I realize that Erasmus is mainly about studying, but as you study all the local clubs… take your chance to discover Polish folklore and keep up to date with art, music, science and fashion news.
As some of you may know Kraków (or officially Royal Capital City of Kraków) is one of the oldest, largest and most beautiful cities in Poland, often described as the cultural capital of the country.
Kraków is a major centre of education with approximately 170,000 students. Among the university’s most prominent students were Pope John Paul II and Nicolas Copernicus, the creator of the heliocentric theory, known as the one who „stopped the sun and moved the earth”.
Every year in May during the traditional student’s festival called Juwenalia young people are officially given the keys to the city as a sign of their authority. To celebrate it students organize concerts, open-air parties, barbecues as well as marches during which they wear funny costumes.
Talking about festivals – there are over fifty culture festivals in Krakow every single year. The most popular of them: the Krakow International Film Festival, International Street Theatre Festival, Coke Live Festival, Unsound Festival (electronic and experimental music), Summer Jazz Festival – attract crowds of tourists.
Festival that you have never seen is the Garlands festival (Wianki) when the shortest night of the year (the Midsummer Night) is celebrated. On that magic night marriageable girls wove garlands to lay them later on the river. If the garland was evenly hanging on the water it meant good luck in love and life. But when the garland was floating over and over or just sank, it was the sign of the complications in love, misfortune and bad luck.
Nowadays this ancient custom has turned into a popular fiesta and a great show with musical acts and fireworks display upon the riverbank opposite the Royal Wawel Castle.
It is not a simple task to describe the unique character of Kraków to those who still have not had the opportunity to be here. For sure here are city must-sees like the Old Town, whose heart is the large Market Square (Rynek). Secondly, Kazimierz district, which is cradle of Jewish culture. Across the river from Kazimierz, the Podgórze district is just starting to get trendy and is well worth exploring. And finally Wawel, the seat of both the Royal Castle and the cathedral – the spiritual home of the nation.
If you visit Wawel you can’t miss the flame-blowing dragon in front of it, or the cave it’s guarding. But how the dragon became a symbol of the city? I‘m explaining.
Once upon a time, during the reign of Prince Krak – legendary founder of the city of Krakow – young girls was constantly disappearing, and no one know why.

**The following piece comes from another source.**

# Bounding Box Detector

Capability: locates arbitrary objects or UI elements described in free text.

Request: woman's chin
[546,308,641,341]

One day it turned out that at the foot of Wawel Hill in a huge cave, there lived a terrible dragon. The beast was not only kidnapping cattle, pigs and all manner of animals but its delicacy were young girls. Prince Krak declared: „The one who kills the dragon, get half of the kingdom and my daughter as a wife.” Many brave knights have tried to kill the dragon but none of them was able to beat him.

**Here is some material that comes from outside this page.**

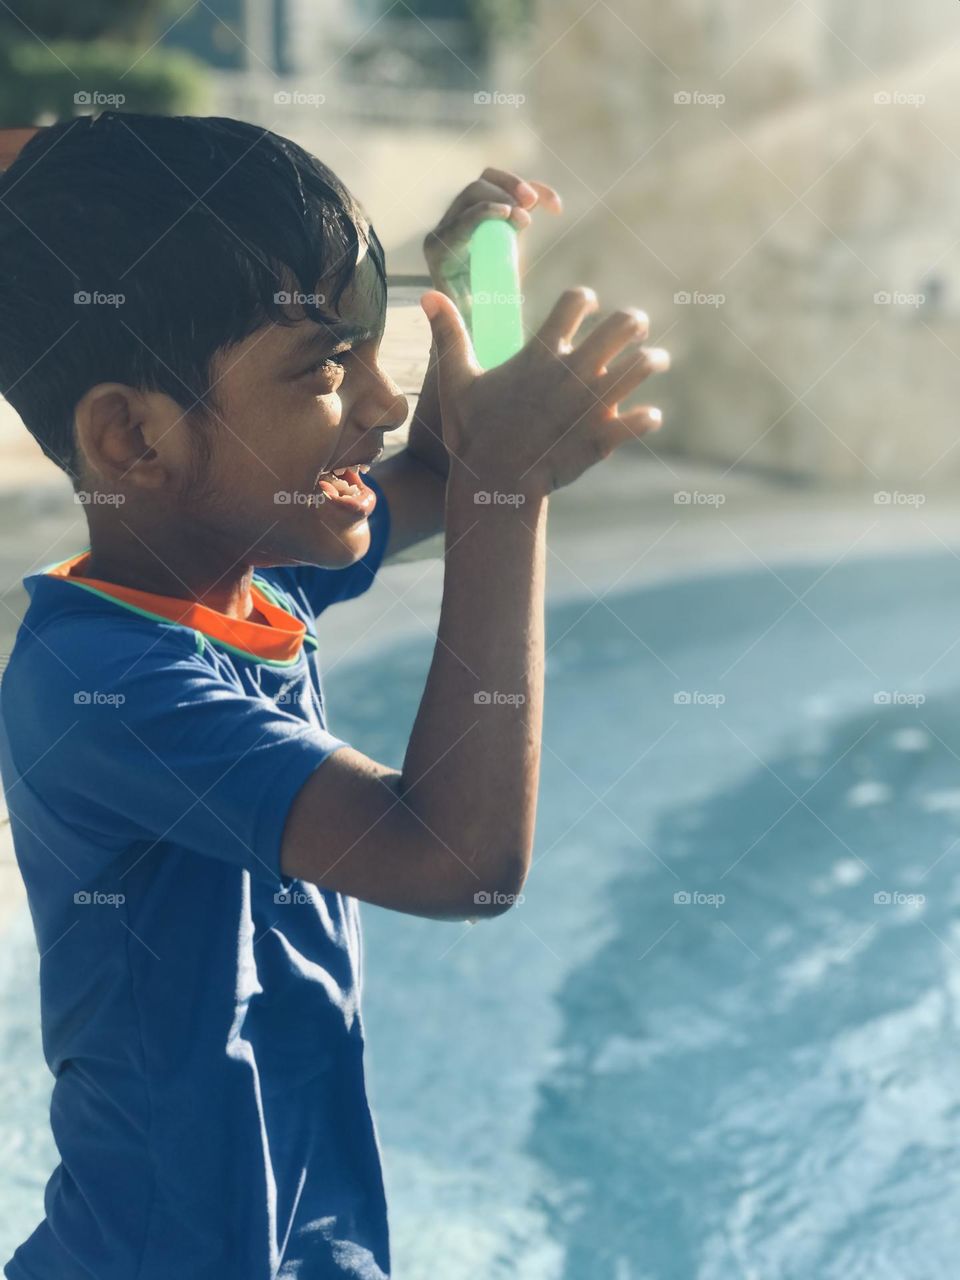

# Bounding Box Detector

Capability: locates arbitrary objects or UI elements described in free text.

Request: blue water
[4,551,960,1277]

Finally, a young shoemaker came up with a great idea! He stuffed skin of a sheep with sulfur and threw into the dragon’s cave. The hungry monster ate a lamb right away and soon after, he felt a burning sensation in a stomach. He ran to the bank of the Vistula and started to drink water from the river. He couldn’t quench the thirst so drank more and more until he exploded!
The city was liberated from the dragon, a shoemaker received promised award from the king and married his daughter.
So, if you are scared of dragons, you will get used to them during your Erasmus time in here.